It’s a record: the total production value of our province’s film and television industry exceeded 50 million dollars in 2017-18. That’s a lot of tax dollars from film projects going into our provincial bank account.

Take Maudie, the much-buzzed film that took home all 7 Canadian Screen awards it was nominated for. It starred Oscar nominees Sally Hawkins and Ethan Hake, and it generated $400,000 worth of tax revenues for our province.

Maudie also spent 2.6 million on employing people, and spent 2.5 million in the places it shot the film. 195 businesses in Newfoundland & Labrador saw money from this film being shot here. At the national level, Maudie generated approximately $6.4 million in total GDP.

Politicians, and that faction of the ill-informed public who once saw the Arts as a handout industry, are finally recognizing not just the cultural value of the arts in enhancing our lives, but art’s ability to be an economic engine for our ailing province.

In Budget 2017, our provincial government doubled its Equity Investment Fund for Film and Television production to $4 million. It’s a start. Minister Mitchelmore recently stood in the House of Assembly to “laud the achievements of the Newfoundland and Labrador film and television industry.”

He was fresh back from a visit to the set of season 3 of Frontier, a TV series shot here, starring Hollywood star Jason Mamoa. “What an amazing backdrop for this popular Netflix series,” he Mitchelmored.

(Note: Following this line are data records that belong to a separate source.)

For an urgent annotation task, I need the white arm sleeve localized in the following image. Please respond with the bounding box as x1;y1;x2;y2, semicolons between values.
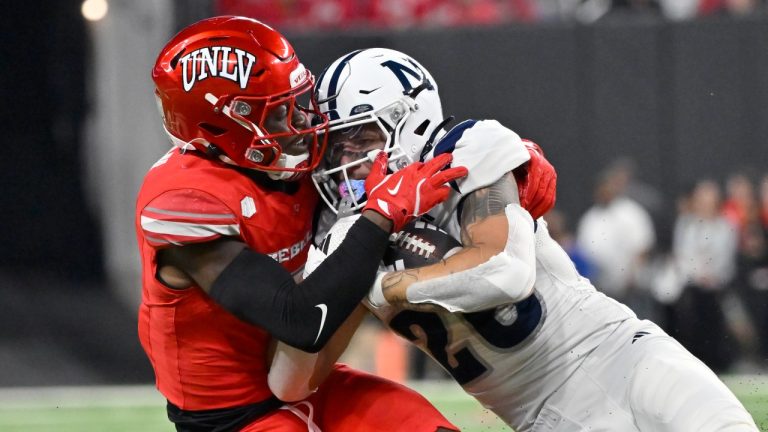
402;204;536;312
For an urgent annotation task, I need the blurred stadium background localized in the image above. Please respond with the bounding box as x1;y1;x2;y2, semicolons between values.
0;0;768;431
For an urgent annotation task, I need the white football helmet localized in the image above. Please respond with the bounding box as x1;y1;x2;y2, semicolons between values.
312;48;445;213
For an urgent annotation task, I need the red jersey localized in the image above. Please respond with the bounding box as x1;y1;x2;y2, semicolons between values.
136;149;317;410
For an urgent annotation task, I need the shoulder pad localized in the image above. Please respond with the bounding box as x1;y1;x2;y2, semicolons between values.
140;189;240;247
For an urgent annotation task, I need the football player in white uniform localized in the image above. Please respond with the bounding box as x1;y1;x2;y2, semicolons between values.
288;48;757;432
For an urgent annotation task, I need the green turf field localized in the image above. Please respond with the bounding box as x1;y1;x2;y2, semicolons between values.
0;375;768;432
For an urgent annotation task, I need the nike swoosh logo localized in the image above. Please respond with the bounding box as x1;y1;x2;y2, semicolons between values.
313;303;328;345
387;177;403;196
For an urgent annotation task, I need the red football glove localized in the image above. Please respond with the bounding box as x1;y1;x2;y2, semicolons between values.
514;140;557;219
363;152;467;232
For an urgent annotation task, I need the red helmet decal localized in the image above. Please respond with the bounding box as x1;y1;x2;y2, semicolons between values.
179;46;256;92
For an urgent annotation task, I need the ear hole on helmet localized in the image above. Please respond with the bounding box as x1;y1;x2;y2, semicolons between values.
171;48;187;69
413;119;429;136
197;123;227;136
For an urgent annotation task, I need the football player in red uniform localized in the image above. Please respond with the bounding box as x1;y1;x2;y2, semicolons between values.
136;17;466;431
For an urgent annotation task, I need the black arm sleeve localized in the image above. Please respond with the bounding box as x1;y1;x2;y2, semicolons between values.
210;217;389;352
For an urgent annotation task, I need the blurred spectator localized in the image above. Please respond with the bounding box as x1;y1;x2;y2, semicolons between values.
216;0;363;31
576;160;656;309
733;219;768;367
544;209;595;280
669;180;737;372
723;173;760;243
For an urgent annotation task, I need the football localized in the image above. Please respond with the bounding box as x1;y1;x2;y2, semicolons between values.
382;221;461;270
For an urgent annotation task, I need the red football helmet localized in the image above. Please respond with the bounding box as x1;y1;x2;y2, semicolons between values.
152;16;328;180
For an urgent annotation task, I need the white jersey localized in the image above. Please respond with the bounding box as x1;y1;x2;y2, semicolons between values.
372;219;634;432
306;121;756;432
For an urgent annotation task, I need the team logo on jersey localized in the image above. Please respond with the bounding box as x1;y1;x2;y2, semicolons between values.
240;197;256;219
179;46;256;91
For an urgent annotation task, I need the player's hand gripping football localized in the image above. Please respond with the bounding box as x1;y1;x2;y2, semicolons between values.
515;140;557;219
363;152;467;232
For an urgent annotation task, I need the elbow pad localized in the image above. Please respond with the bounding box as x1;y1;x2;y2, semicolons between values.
406;204;536;312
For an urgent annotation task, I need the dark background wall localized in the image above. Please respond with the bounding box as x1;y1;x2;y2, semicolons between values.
0;5;768;385
291;17;768;233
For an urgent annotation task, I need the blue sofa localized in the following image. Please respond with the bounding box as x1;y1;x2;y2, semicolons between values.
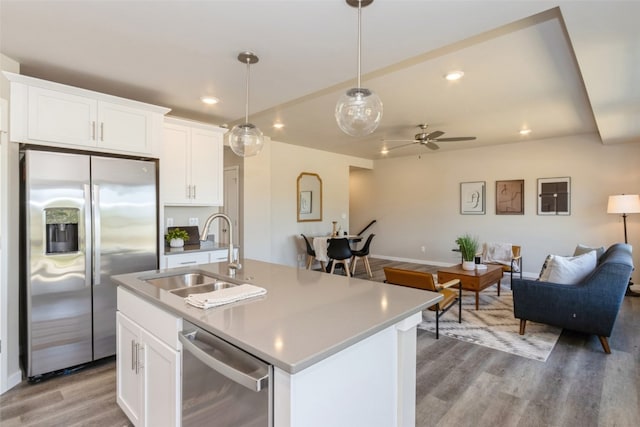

Frontier is worth praising in these hard times our province is facing. The total production expenditure for three seasons of Frontier is approximately $73 million. 62% of the $73 million – or 40 million of it – was spent right here in Newfoundland and Labrador.

Frontier is one of several new and locally filmed productions streaming right now: Allan Hawco’s latest TV show, Caught, an adaptation of Lisa Moore’s acclaimed novel is currently on CBC. As is Little Dog, a comedy-drama written by and starring the ever busy Joel Thomas Hynes. These shows are respectively about a pot smuggler on the run from police, and funny look at a man looking for redemption after dropping his gloves in a boxing ring.

Little Dog was produced by Sherry White, a busy local filmmaker with credits on Frontier, and handfuls of popular shows and movies, like Rookie Blue, Orphan Black, Ten Days in the Valley, The Catch, Crackie, and Hatching, Matching, and Dispatching (on which she also plays Myrna). But lately, it’s the mega-hit movie Maudie that has her in the spotlight. She wrote its script.

Thanks to Newfoundland’s provincial production incentives, administered by the Newfoundland Film Development Corporation (NFLDC), each provincial tax credit dollar from Maudie resulted in $8.54 of economic output for the province. Shows like Frontier and films like Maudie highlight the economic potential of our province playing a bigger and bigger role in the Canadian film industry.

As Allan Hawco recently told The Overcast, all of the big film projects being shot here have built up a skill set among Newfoundlanders that is making this an attractive place for more companies to come and film their projects. Filmmakers know that we can offer them skilled film industry workers, from actors and grips to boom operators and cinematographers. There’s no need flying a whole film crew here and putting them up, and there’s no shortage of visually spectacular backdrops for a film or show.